After a fight with an abusive boyfriend left her in the hospital, Jaime Caetano was homeless and afraid. She sought and obtained multiple restraining orders against her then ex-boyfriend and accepted the offered loan of a stun gun from a friend. Then, when confronted by her abuser while leaving work one night, she displayed the device and warned the man away.
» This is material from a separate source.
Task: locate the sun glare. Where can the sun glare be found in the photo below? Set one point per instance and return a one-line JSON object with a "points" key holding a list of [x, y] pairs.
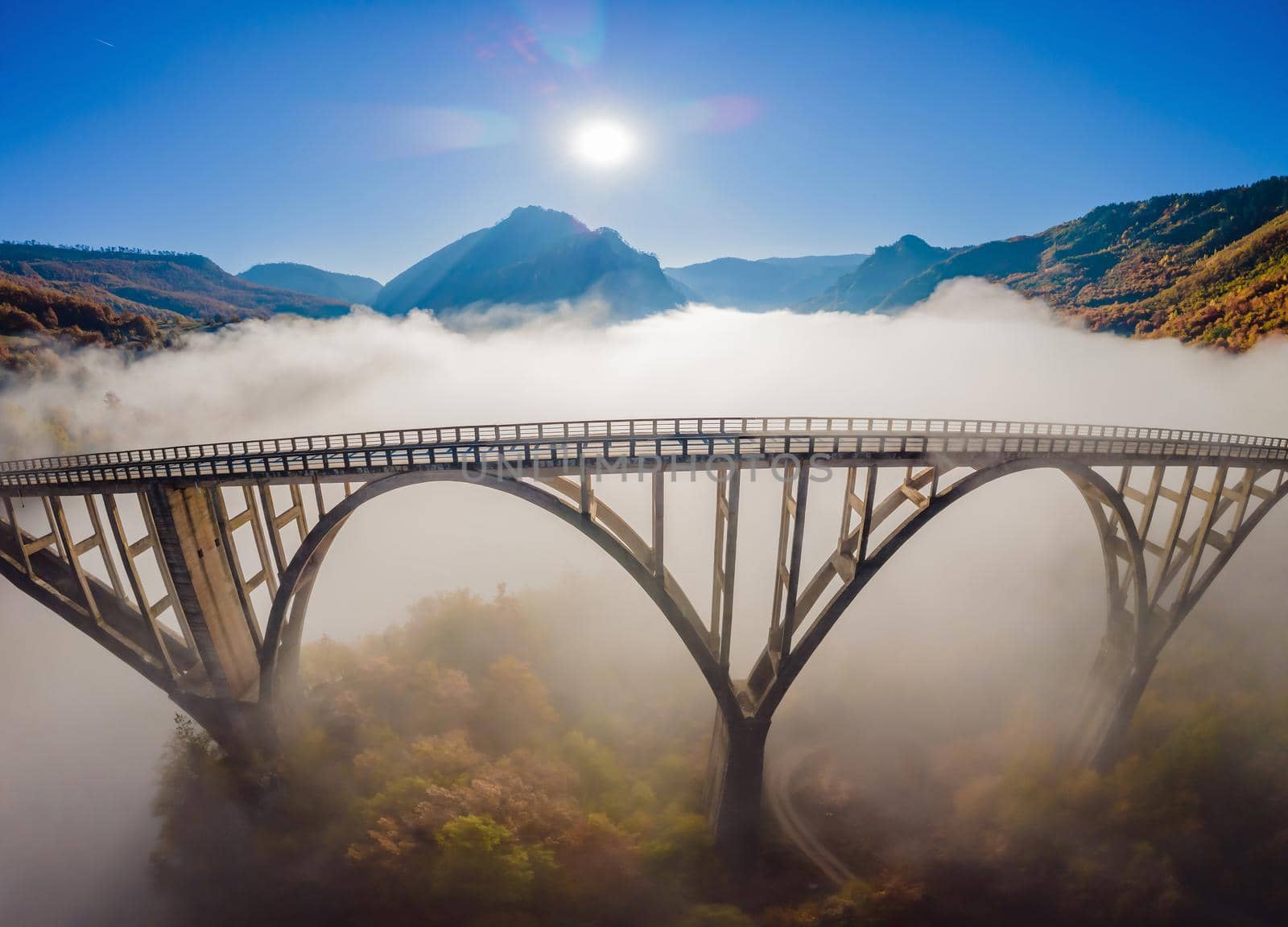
{"points": [[603, 145]]}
He left that night, but when police discovered the weapon, she was arrested, tried and convicted, as stun guns are illegal to carry under Massachusetts law.
The Massachusetts Supreme Judicial Court upheld her conviction, citing the device “is not the type of weapon that is eligible for Second Amendment protection” because it was “not in common use at the time of [the Second Amendment’s] enactment.”
On March 21, the entire U.S. Supreme Court took one look at that logic and unanimously rejected the state’s argument in the case of Caetano v Massachusetts.
“The Court has held that ‘the Second Amendment extends, prima facie, to all instruments that constitute bearable arms, even those that were not in existence at the time of the founding,'” began an unsigned two-page reversal by the high court, citing the 2008 Heller case which held for an individual right to keep and bear arms and the later McDonald case which held those arms could be carried outside of the home as reasons for vacating the state’s ruling.
However, instead of accepting the petition and hearing the case at the federal level, the justices sent the matter back to the state’s Supreme Judicial Court “for further proceedings not inconsistent with this opinion.”
This brought a 10-page concurrence from Justices Samuel Alito and Clarence Thomas who argued vehemently on Caetano’s behalf while throwing shade at their own court for not taking up the matter.
“If the fundamental right of self-defense does not protect Caetano, then the safety of all Americans is left to the mercy of state authorities who may be more concerned about disarming the people than about keeping them safe,” wrote Alito on behalf of the pair of conservative jurists.
As for the Massachusetts court’s logic that stun guns are not protected as they were not in existence when the Constitution was adopted, Alito was straightforward, writing, “This reasoning defies our decision in Heller, which rejected as ‘bordering on the frivolous’ the argument ‘that only those arms in existence in the 18th century are protected by the Second Amendment.'”
Finally, the justice was candid in his assessment of protections offered under the Constitution to arms other than firearms.
“While less popular than handguns, stun guns are widely owned and accepted as a legitimate means of self-defense across the country. Massachusetts’ categorical ban of such weapons therefore violates the Second Amendment,” he noted.
Gun rights advocates welcomed the news from the high court.
“This ruling shows that the United States Supreme Court is not happy with lower courts ignoring the Heller and McDonald decisions affirming the individual right to keep and bear arms for self-defense,” said Alan Gottlieb, executive director of the Second Amendment Foundation, in a statement.
“Just because something didn’t exist at the time the Constitution was ratified doesn’t mean it isn’t protected,” said Gottlieb. “By that same reasoning, no modern newspaper, online publication, or broadcast media would be protected by the First Amendment in the Bay State, and we all know that’s nonsense.”